[Mesa-dev] [PATCH 08/19] radeonsi: optimize si_invalidate_buffer based on bind_history

Nicolai Hähnle nhaehnle at gmail.com
Tue Oct 4 09:27:54 UTC 2016


On 02.10.2016 23:09, Marek Olšák wrote:
> From: Marek Olšák <marek.olsak at amd.com>
>
> Just enclose each section with: if (rbuffer->bind_history & PIPE_BIND_...)
>
> Bioshock Infinite: +1% performance
> ---
>  src/gallium/drivers/radeonsi/si_descriptors.c | 191 ++++++++++++++------------
>  1 file changed, 101 insertions(+), 90 deletions(-)
>
> diff --git a/src/gallium/drivers/radeonsi/si_descriptors.c b/src/gallium/drivers/radeonsi/si_descriptors.c
> index 43bef81..b60cd61 100644
> --- a/src/gallium/drivers/radeonsi/si_descriptors.c
> +++ b/src/gallium/drivers/radeonsi/si_descriptors.c
> @@ -1496,128 +1496,139 @@ static void si_invalidate_buffer(struct pipe_context *ctx, struct pipe_resource
>  	/* Reallocate the buffer in the same pipe_resource. */
>  	r600_alloc_resource(&sctx->screen->b, rbuffer);
>
>  	/* We changed the buffer, now we need to bind it where the old one
>  	 * was bound.
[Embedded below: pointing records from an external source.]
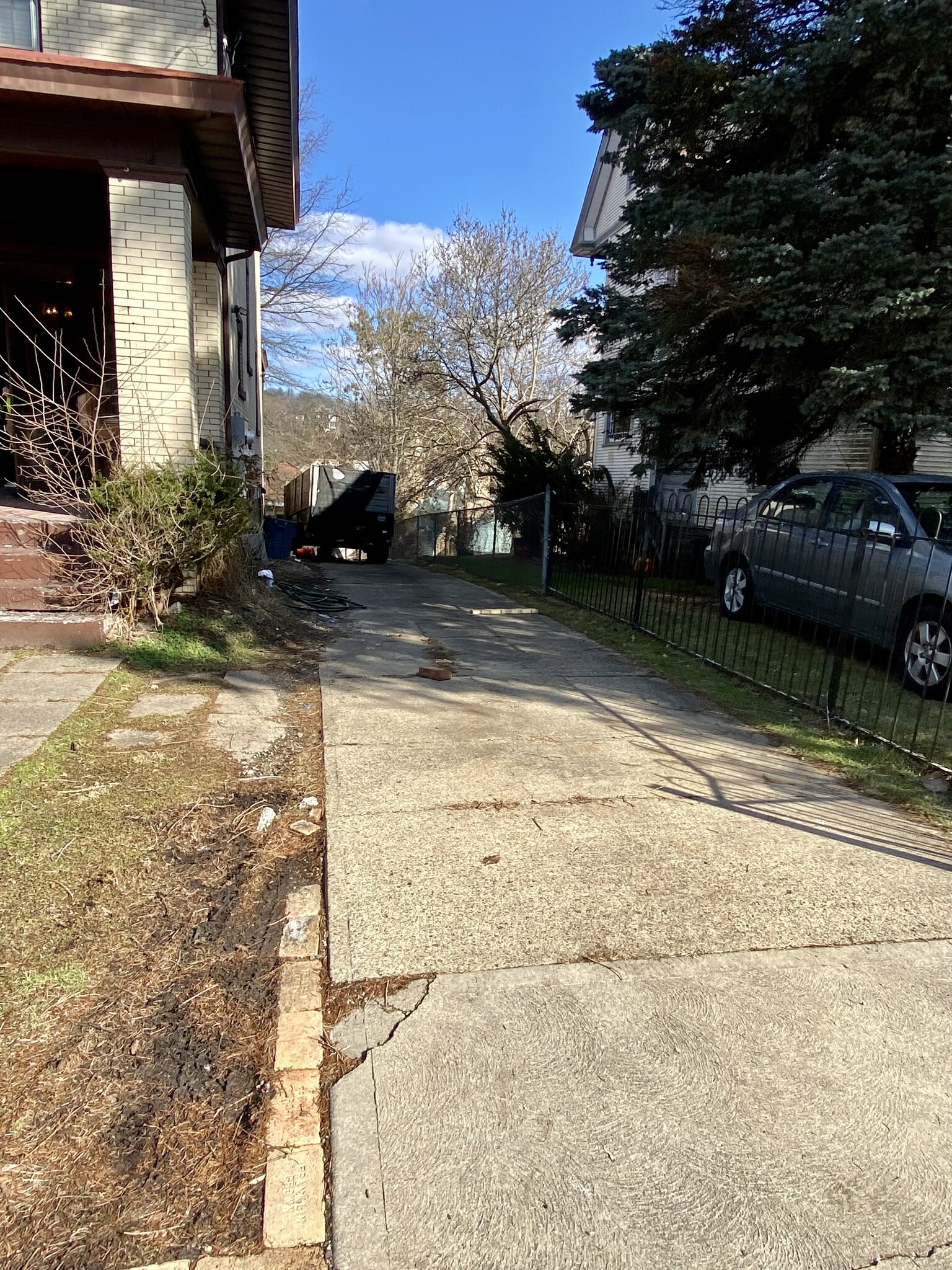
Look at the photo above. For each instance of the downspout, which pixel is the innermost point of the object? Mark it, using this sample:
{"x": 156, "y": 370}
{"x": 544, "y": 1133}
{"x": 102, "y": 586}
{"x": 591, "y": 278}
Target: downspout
{"x": 226, "y": 351}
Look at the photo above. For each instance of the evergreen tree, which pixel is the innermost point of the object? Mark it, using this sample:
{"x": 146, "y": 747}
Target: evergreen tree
{"x": 783, "y": 270}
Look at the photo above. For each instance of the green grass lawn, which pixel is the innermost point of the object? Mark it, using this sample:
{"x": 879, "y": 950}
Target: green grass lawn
{"x": 505, "y": 568}
{"x": 782, "y": 653}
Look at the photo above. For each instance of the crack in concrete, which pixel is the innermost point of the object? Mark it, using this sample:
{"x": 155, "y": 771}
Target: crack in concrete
{"x": 400, "y": 1021}
{"x": 380, "y": 1151}
{"x": 904, "y": 1256}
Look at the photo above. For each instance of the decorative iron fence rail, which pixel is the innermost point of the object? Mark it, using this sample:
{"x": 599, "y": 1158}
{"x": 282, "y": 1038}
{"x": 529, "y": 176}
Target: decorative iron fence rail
{"x": 843, "y": 610}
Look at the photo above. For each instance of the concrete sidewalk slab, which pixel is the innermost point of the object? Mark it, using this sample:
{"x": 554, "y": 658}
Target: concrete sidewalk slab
{"x": 645, "y": 878}
{"x": 38, "y": 694}
{"x": 767, "y": 1110}
{"x": 641, "y": 1088}
{"x": 247, "y": 719}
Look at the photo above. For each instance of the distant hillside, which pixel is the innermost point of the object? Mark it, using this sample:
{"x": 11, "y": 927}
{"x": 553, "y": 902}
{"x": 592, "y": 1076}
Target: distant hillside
{"x": 300, "y": 429}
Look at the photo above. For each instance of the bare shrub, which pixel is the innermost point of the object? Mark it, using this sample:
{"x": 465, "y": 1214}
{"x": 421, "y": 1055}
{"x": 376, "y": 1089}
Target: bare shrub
{"x": 143, "y": 527}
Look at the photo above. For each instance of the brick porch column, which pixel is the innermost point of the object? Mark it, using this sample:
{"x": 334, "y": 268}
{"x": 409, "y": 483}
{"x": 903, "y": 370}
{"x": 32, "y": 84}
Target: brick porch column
{"x": 152, "y": 305}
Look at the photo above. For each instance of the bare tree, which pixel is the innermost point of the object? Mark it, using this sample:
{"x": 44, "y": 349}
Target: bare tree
{"x": 489, "y": 294}
{"x": 394, "y": 408}
{"x": 304, "y": 271}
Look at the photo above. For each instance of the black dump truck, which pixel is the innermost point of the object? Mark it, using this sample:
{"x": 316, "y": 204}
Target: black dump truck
{"x": 343, "y": 507}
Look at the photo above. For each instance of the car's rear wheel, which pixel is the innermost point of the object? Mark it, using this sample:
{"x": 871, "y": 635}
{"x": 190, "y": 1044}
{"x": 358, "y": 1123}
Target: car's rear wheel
{"x": 926, "y": 651}
{"x": 736, "y": 591}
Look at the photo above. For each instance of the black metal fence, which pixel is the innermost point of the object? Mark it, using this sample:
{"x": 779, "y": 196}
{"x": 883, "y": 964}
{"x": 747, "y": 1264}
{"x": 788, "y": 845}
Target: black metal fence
{"x": 833, "y": 597}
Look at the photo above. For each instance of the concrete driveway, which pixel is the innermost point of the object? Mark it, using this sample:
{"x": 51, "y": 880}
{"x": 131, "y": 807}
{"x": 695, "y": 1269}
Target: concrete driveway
{"x": 692, "y": 997}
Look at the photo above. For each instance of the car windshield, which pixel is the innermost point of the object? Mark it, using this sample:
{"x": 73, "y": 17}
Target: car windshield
{"x": 932, "y": 504}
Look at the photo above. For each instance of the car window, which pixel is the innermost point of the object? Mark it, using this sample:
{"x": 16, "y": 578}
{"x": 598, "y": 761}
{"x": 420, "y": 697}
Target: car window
{"x": 856, "y": 506}
{"x": 932, "y": 506}
{"x": 800, "y": 504}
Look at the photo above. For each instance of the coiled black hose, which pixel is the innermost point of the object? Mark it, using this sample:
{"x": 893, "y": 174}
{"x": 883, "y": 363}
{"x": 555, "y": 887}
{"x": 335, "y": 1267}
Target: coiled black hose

This consists of 2 things:
>  	 *   1) Updating the resource descriptor and dirtying it.
>  	 *   2) Adding a relocation to the CS, so that it's usable.
>  	 */
>
>  	/* Vertex buffers. */
> -	for (i = 0; i < num_elems; i++) {
> -		int vb = sctx->vertex_elements->elements[i].vertex_buffer_index;
> +	if (rbuffer->bind_history & PIPE_BIND_VERTEX_BUFFER) {
> +		for (i = 0; i < num_elems; i++) {
> +			int vb = sctx->vertex_elements->elements[i].vertex_buffer_index;
>
> -		if (vb >= ARRAY_SIZE(sctx->vertex_buffer))
> -			continue;
> -		if (!sctx->vertex_buffer[vb].buffer)
> -			continue;
> +			if (vb >= ARRAY_SIZE(sctx->vertex_buffer))
> +				continue;
> +			if (!sctx->vertex_buffer[vb].buffer)
> +				continue;
>
> -		if (sctx->vertex_buffer[vb].buffer == buf) {
> -			sctx->vertex_buffers_dirty = true;
> -			break;
> +			if (sctx->vertex_buffer[vb].buffer == buf) {
> +				sctx->vertex_buffers_dirty = true;
> +				break;
> +			}
>  		}
>  	}
>
>  	/* Streamout buffers. (other internal buffers can't be invalidated) */
> -	for (i = SI_VS_STREAMOUT_BUF0; i <= SI_VS_STREAMOUT_BUF3; i++) {
> -		struct si_buffer_resources *buffers = &sctx->rw_buffers;
> -		struct si_descriptors *descs =
> -			&sctx->descriptors[SI_DESCS_RW_BUFFERS];
> +	if (rbuffer->bind_history & PIPE_BIND_STREAM_OUTPUT) {
> +		for (i = SI_VS_STREAMOUT_BUF0; i <= SI_VS_STREAMOUT_BUF3; i++) {
> +			struct si_buffer_resources *buffers = &sctx->rw_buffers;
> +			struct si_descriptors *descs =
> +				&sctx->descriptors[SI_DESCS_RW_BUFFERS];
>
> -		if (buffers->buffers[i] != buf)
> -			continue;
> -
> -		si_desc_reset_buffer_offset(ctx, descs->list + i*4,
> -					    old_va, buf);
> -		descs->dirty_mask |= 1u << i;
> -		sctx->descriptors_dirty |= 1u << SI_DESCS_RW_BUFFERS;
> +			if (buffers->buffers[i] != buf)
> +				continue;
>
> -		radeon_add_to_buffer_list_check_mem(&sctx->b, &sctx->b.gfx,
> -						    rbuffer, buffers->shader_usage,
> -						    RADEON_PRIO_SHADER_RW_BUFFER,
> -						    true);
> -
> -		/* Update the streamout state. */
> -		if (sctx->b.streamout.begin_emitted)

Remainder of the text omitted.